Pain noir nous arrive auréolé d’une pluie de Goyas (équivalent espagnol des Magritte en Belgique). Si tout le monde ne mange pas à sa faim dans le film, il est certain que l’on a mis dans les petits plats dans les grands pour accoucher de cette fiction dramatico-historique calibrée pour aspirer les récompenses.
La guerre civile espagnole demeure aujourd’hui un gros morceau à avaler dans le pays. Le cinéma s’en empare régulièrement, plus souvent en toile de fond que frontalement. Comme dernièrement Balada Triste d’Álex de la Iglesia, d’une façon toutefois très différente, Pain noir se penche sur l’après, c’est-à-dire comment la question continue d’irriguer perfidement les veines de la société. Ici, en Catalogne, quelques années après la fin des hostilités, vainqueurs et perdants (du moins, pour ces derniers, ceux qui sont restés au pays) cohabitent tant bien que mal. De même que le documentaire Les Chemins de la mémoire de José Luis Peñafuerte, il est significatif de constater que Pain noir énonce – par le biais du cours donné par cet instituteur désenchanté – lui aussi que l’écriture de l’histoire échoue entre les mains des vainqueurs. Et les deux films ont ceci de commun de bifurquer immédiatement en éludant cette problématique tout à fait intéressante.
Pour le reste, on a bossé dur au scénario pour élaborer cette intrigue touffue qui semble avoir été tournée au sein de l’éco-musée national des traditions populaires et rurales – on note au passage que la France n’est donc pas la seule à succomber au goût du bon vieux temps, même si à cette époque tout n’était pas rose, le pain était même noir. Tout part ici d’un meurtre atroce commis à l’encontre d’un père et de son fils par un – croit-on – bandit de grand chemin camouflé sous une anachronique tenue d’émeutier anglais à capuche. Ceci met en émoi la petite communauté, fait ressortir de vieilles rancœurs sur fond de croyance politique des uns et des autres. Suspect du fait de ses sympathies communistes et républicaines, un père doit fuir vers la France, son fils, Andreu, s’installe chez grand-mère. Quant à maman, elle rendra des visites à fiston en fin de semaine.

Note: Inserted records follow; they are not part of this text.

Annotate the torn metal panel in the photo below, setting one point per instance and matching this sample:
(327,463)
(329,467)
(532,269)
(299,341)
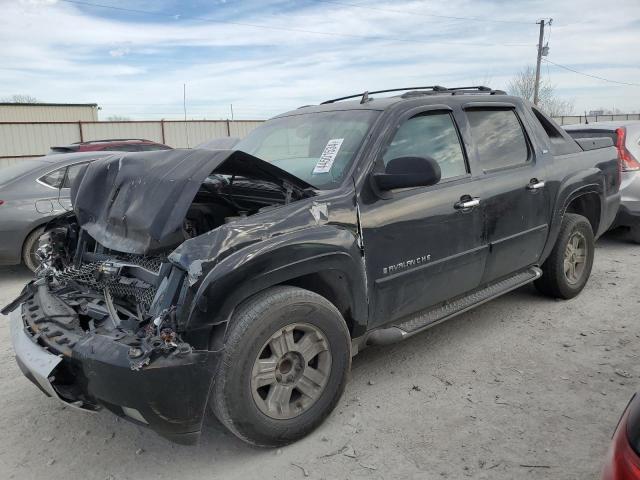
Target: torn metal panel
(137,203)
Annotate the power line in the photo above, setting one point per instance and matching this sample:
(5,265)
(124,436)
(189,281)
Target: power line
(592,76)
(287,29)
(419,14)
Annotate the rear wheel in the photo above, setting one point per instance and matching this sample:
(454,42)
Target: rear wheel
(284,368)
(31,244)
(566,271)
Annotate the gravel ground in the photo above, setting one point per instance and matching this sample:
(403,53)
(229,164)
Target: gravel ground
(521,387)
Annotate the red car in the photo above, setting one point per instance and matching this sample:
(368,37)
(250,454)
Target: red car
(117,145)
(623,459)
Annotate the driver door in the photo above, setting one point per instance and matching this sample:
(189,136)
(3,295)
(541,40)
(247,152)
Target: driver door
(422,245)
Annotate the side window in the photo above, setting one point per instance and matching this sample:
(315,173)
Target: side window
(54,179)
(560,144)
(429,135)
(72,173)
(499,137)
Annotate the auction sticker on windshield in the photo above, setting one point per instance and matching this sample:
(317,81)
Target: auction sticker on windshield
(328,156)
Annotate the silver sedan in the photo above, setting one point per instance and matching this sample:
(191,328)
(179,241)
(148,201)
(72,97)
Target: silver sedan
(626,137)
(32,192)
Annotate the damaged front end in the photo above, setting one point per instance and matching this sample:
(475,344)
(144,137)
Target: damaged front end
(104,324)
(103,333)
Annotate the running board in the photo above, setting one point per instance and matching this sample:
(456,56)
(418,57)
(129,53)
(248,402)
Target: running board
(428,318)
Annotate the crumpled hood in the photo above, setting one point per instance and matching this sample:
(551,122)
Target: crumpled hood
(136,202)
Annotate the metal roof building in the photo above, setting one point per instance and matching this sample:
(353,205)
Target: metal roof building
(48,112)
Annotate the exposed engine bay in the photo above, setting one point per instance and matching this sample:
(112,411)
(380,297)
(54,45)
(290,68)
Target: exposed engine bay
(131,298)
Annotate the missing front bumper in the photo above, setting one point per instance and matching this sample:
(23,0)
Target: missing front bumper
(169,395)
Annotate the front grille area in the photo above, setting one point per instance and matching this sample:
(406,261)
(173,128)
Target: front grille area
(86,276)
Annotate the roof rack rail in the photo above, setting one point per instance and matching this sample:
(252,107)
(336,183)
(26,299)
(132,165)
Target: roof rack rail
(433,88)
(365,95)
(112,140)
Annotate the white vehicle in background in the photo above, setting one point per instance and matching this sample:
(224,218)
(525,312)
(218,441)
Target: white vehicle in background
(626,138)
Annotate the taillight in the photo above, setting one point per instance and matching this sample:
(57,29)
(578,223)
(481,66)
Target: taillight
(627,161)
(622,461)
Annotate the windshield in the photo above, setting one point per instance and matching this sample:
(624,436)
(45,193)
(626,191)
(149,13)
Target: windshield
(315,147)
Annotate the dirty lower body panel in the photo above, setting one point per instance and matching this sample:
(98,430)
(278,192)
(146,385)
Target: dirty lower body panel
(153,381)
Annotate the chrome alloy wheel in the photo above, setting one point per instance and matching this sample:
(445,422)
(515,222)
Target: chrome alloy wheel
(291,371)
(575,257)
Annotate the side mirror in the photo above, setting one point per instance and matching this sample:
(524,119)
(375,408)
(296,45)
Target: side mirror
(404,172)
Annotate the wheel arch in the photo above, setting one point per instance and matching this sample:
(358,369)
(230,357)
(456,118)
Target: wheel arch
(334,272)
(586,200)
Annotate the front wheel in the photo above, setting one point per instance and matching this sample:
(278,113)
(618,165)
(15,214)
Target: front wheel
(566,271)
(31,244)
(285,364)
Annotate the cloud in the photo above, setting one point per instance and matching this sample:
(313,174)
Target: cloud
(135,65)
(119,52)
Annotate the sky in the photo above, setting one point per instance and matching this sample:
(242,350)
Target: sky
(265,57)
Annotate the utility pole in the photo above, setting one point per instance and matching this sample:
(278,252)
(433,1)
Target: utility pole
(542,51)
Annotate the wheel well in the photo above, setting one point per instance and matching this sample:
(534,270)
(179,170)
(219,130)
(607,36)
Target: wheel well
(332,285)
(587,205)
(26,237)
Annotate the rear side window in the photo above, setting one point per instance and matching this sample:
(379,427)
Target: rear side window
(53,179)
(429,135)
(593,133)
(499,138)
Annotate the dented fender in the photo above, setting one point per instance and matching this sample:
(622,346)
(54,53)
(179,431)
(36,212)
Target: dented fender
(233,262)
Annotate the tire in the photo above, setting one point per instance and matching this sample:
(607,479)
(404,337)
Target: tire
(558,279)
(29,249)
(251,410)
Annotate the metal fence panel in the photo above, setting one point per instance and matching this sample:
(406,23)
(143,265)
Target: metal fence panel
(242,129)
(191,133)
(24,139)
(107,130)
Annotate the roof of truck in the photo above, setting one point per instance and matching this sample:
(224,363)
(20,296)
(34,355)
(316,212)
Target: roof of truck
(608,125)
(432,94)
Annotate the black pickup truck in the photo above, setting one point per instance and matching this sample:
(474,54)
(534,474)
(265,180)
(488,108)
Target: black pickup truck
(246,279)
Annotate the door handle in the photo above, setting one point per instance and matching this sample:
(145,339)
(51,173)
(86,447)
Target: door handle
(534,184)
(467,203)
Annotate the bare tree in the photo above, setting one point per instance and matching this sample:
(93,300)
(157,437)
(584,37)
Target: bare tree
(523,85)
(18,98)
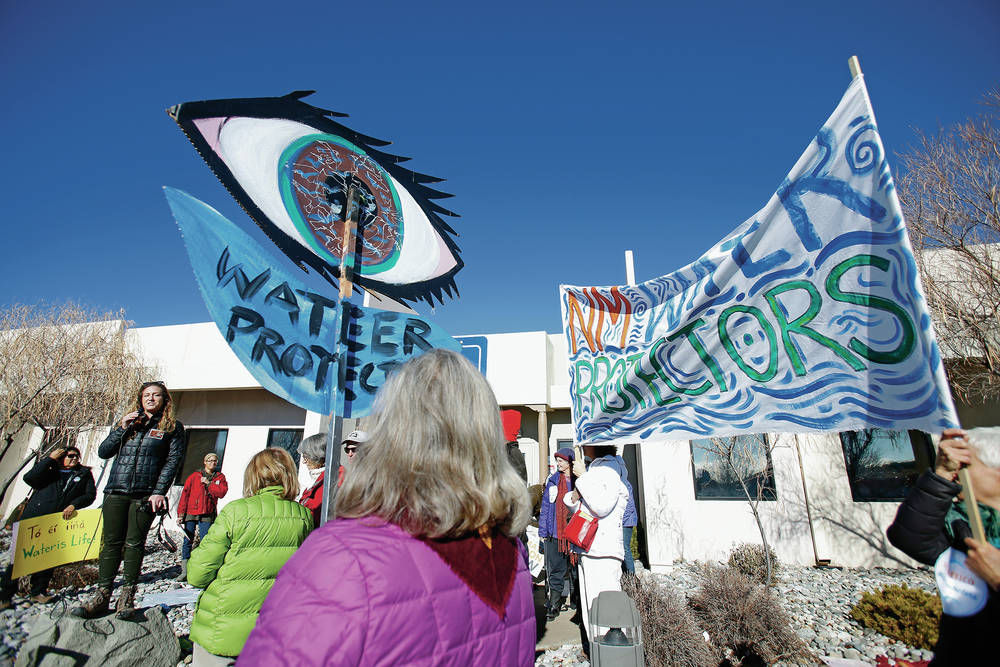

À partir de là, on suit les événements à partir du regard de cet enfant de dix ans, témoin d’un nombre impressionnant de compromissions, arrangements et stratagèmes crasseux d’adultes symbolisant la crise morale de tout un pays. Surtout qu’Andreu a des insomnies, écoute aux portes et glisse son regard partout dès qu’il en a l’occasion – et les occasions ne manquent pas. Ajoutons à cela diverses formes d’apprentissage, notamment sous la férule d’une cousine qui n’a pas froid aux yeux. Il faudrait aussi parler du tuberculeux vivant chez des moines esclavagistes, puis de ces oiseaux en cage, dont on se demande de quoi ils peuvent bien être la métaphore. On pourra reconnaître les parentés entre Pain noir et ces films espagnols initiatiques « à hauteur de regard d’enfant » travaillés par le nœud de la guerre civile, de L’Esprit de la ruche de Víctor Erice au Labyrinthe de Pan de Guillermo del Toro. On retrouve notamment ici la figure fantasmatique du monstre et, pour le second, des bois pleins de secrets.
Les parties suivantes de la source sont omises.